A fresh look at data collected by NASA's Cassini spacecraft during its 2001 flyby of Jupiter shows that its moon Europa's tenuous atmosphere is even thinner than previously thought.
The thin, hot gas around the moon does not show evidence of plume activity occurring at the time of Cassini flyby en route to Saturn in 2001, the US space agency said in a statement.
Members of Cassini's ultraviolet imaging spectrograph (UVIS) team analysed data collected by their instrument.
Europa contributes 40 times less oxygen than previously thought to its surrounding environment, calculated the study.
"Our work shows that researchers have been overestimating the density of Europa's atmosphere by quite a bit," said Don Shemansky, a Cassini UVIS team member with Space Environment Technologies in Pasadena, California and lead author.

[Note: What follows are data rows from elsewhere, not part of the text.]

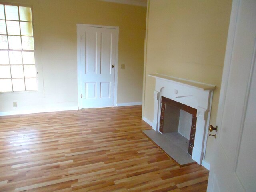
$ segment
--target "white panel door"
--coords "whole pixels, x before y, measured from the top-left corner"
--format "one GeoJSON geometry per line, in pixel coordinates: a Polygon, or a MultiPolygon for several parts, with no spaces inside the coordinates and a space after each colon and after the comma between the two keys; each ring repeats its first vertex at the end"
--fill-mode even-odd
{"type": "Polygon", "coordinates": [[[256,192],[256,1],[233,0],[208,192],[256,192]]]}
{"type": "Polygon", "coordinates": [[[114,105],[116,31],[78,25],[79,108],[114,105]]]}

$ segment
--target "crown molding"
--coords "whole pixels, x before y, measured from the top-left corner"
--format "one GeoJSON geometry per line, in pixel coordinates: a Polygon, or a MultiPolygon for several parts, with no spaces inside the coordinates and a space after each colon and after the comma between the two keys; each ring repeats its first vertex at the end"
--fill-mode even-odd
{"type": "Polygon", "coordinates": [[[134,0],[99,0],[102,1],[112,2],[112,3],[120,3],[122,4],[126,4],[128,5],[135,5],[142,7],[147,7],[147,3],[134,0]]]}

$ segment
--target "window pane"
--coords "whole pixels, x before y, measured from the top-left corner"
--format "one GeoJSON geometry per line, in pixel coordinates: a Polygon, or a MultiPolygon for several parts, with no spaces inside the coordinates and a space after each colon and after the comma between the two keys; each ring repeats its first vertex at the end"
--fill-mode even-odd
{"type": "Polygon", "coordinates": [[[36,66],[24,65],[24,74],[25,75],[25,77],[36,77],[36,66]]]}
{"type": "Polygon", "coordinates": [[[8,36],[10,49],[21,49],[21,42],[20,36],[8,36]]]}
{"type": "Polygon", "coordinates": [[[37,84],[36,79],[25,79],[26,84],[26,91],[32,91],[37,90],[37,84]]]}
{"type": "Polygon", "coordinates": [[[0,79],[0,92],[12,91],[12,80],[10,79],[0,79]]]}
{"type": "Polygon", "coordinates": [[[11,66],[12,78],[23,78],[23,67],[22,65],[12,65],[11,66]]]}
{"type": "Polygon", "coordinates": [[[19,15],[18,12],[18,7],[10,5],[4,6],[6,19],[9,20],[19,20],[19,15]]]}
{"type": "Polygon", "coordinates": [[[21,37],[22,41],[22,49],[33,50],[34,47],[34,38],[33,37],[21,37]]]}
{"type": "Polygon", "coordinates": [[[4,5],[0,5],[0,19],[4,19],[5,18],[4,5]]]}
{"type": "Polygon", "coordinates": [[[7,36],[0,35],[0,49],[8,49],[7,36]]]}
{"type": "Polygon", "coordinates": [[[11,78],[9,65],[0,66],[0,78],[5,79],[11,78]]]}
{"type": "Polygon", "coordinates": [[[34,52],[22,51],[23,58],[23,64],[35,64],[35,56],[34,52]]]}
{"type": "Polygon", "coordinates": [[[20,35],[20,24],[18,21],[7,21],[7,33],[8,35],[20,35]]]}
{"type": "Polygon", "coordinates": [[[9,65],[0,66],[0,78],[6,79],[11,78],[9,65]]]}
{"type": "Polygon", "coordinates": [[[32,14],[30,7],[20,7],[19,9],[21,21],[32,21],[32,14]]]}
{"type": "Polygon", "coordinates": [[[30,22],[20,22],[21,35],[33,35],[32,23],[30,22]]]}
{"type": "Polygon", "coordinates": [[[21,51],[9,51],[10,63],[11,65],[22,65],[21,51]]]}
{"type": "Polygon", "coordinates": [[[0,34],[6,34],[6,28],[5,26],[5,21],[4,21],[0,20],[0,34]]]}
{"type": "Polygon", "coordinates": [[[0,65],[8,65],[9,57],[8,52],[0,51],[0,65]]]}
{"type": "Polygon", "coordinates": [[[25,82],[24,79],[15,79],[12,80],[13,91],[25,91],[25,82]]]}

"It is certainly still possible that plume activity occurs, but that it is infrequent or the plumes are smaller than we see at Enceladus," said Amanda Hendrix, a Cassini UVIS team member with the Planetary Science Institute in Pasadena.
Europa is considered one of the exciting destinations in the solar system for future exploration due to strong indications of having an ocean beneath its icy crust.
Most of the hot, excited gas or plasma around Europa originates not from the moon itself but from volcanoes on the nearby moon Io.
The moon's tenuous atmosphere, which was already thought to be millions of times thinner than Earth's atmosphere, is actually about 100 times less dense than those previous estimates.
"We found no evidence for water near Europa, even though we have readily detected it as it erupts in the plumes of Enceladus," explained Larry Esposito from University of Colorado.
"Studies like this make the most of the data we have and help guide the kinds of of science investigations NASA should pursue in the future," concluded Curt Niebur, Outer Planets programme scientist at NASA headquarters in Washington.
The study appeared in the journal Astrophysical Journal.